How much will it cost?
Do it yourself installation there are microFit kits 5KW at around $11,000 and 10KW at $21,000 as long as you do the work yourself. Now this potentially could mean you don't qualify for the microFit content requirements. There is also the cost of the extra meter hook up.more to follow eventually – contact me or comment if you have questions
Found this excelent guide by our Kingston Hydro LDC worth a read as part of the planning process: Guide for Distributed Generators. On that page one call also find the required forms to fill out for a Connection Offer.

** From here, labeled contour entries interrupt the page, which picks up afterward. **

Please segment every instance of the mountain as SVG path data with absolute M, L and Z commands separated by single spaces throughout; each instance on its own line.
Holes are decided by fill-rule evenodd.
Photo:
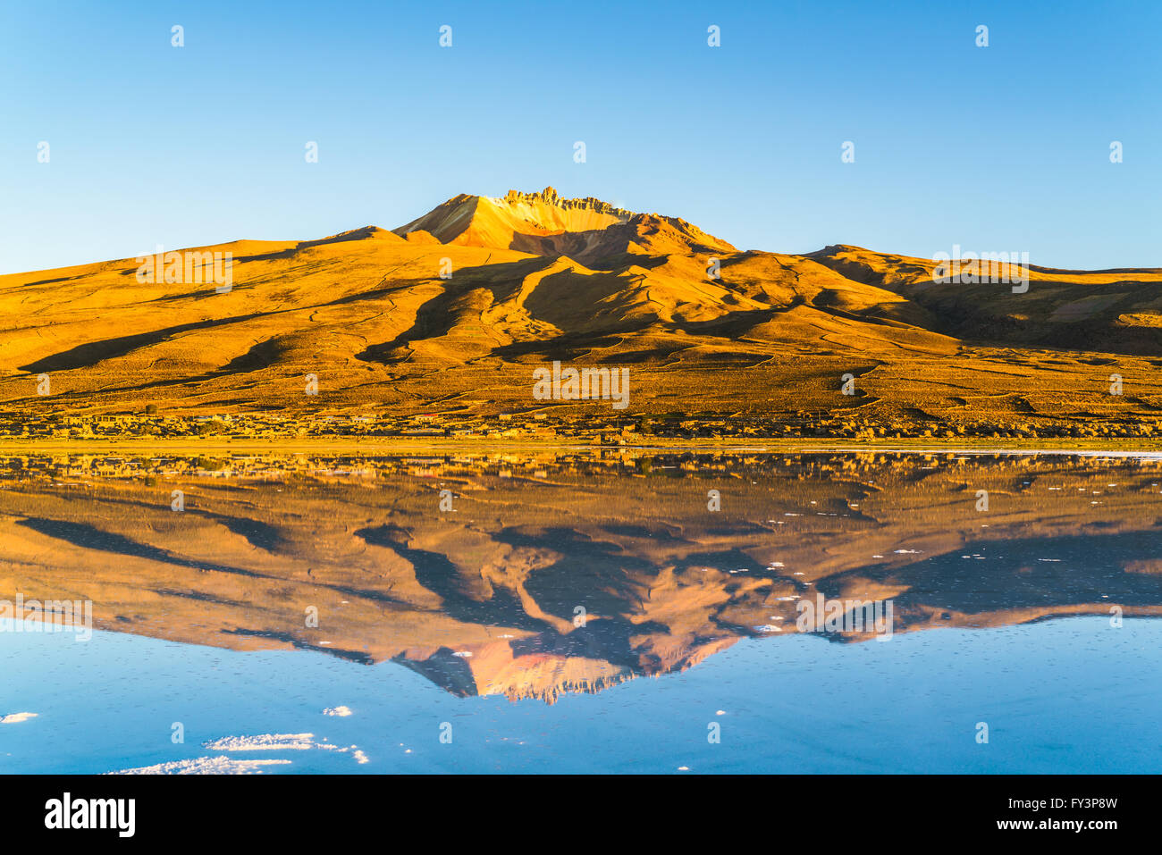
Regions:
M 229 288 L 214 253 L 231 256 Z M 1157 268 L 1032 267 L 1018 294 L 854 246 L 740 251 L 552 188 L 174 258 L 0 276 L 0 415 L 609 412 L 535 400 L 553 360 L 630 367 L 625 416 L 822 414 L 939 434 L 973 419 L 1153 431 L 1162 414 Z

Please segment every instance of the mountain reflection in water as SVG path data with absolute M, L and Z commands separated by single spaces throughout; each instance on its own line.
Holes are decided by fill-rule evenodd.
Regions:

The linked guide is absolutley worth a read to learn things such as:
Hourly Ontario Energy Price – The Wholesale Market In Ontario, there is an open wholesale market for electricity administered by the Independent Electricity System Operator (IESO). Throughout the day and night, Ontario electricity suppliers submit offers to sell electricity and wholesale buyers submit bids to buy electricity. The IESO then uses these offers and bids to match electricity supply with demand, establishing the Hourly Ontario Energy Price (HOEP) paid by wholesale customers. This spot market energy price changes from hour to hour, day to night, from season to season, and for short periods in response to high levels of demand or sudden changes on the IESO-controlled grid. Every five minutes, the IESO calculates a new spot market price by balancing the supply of electricity with demand. As demand increases, more expensive offers from generators are accepted, which raises the price of electricity. As demand drops, only the less expensive offers are accepted, which reduces the price.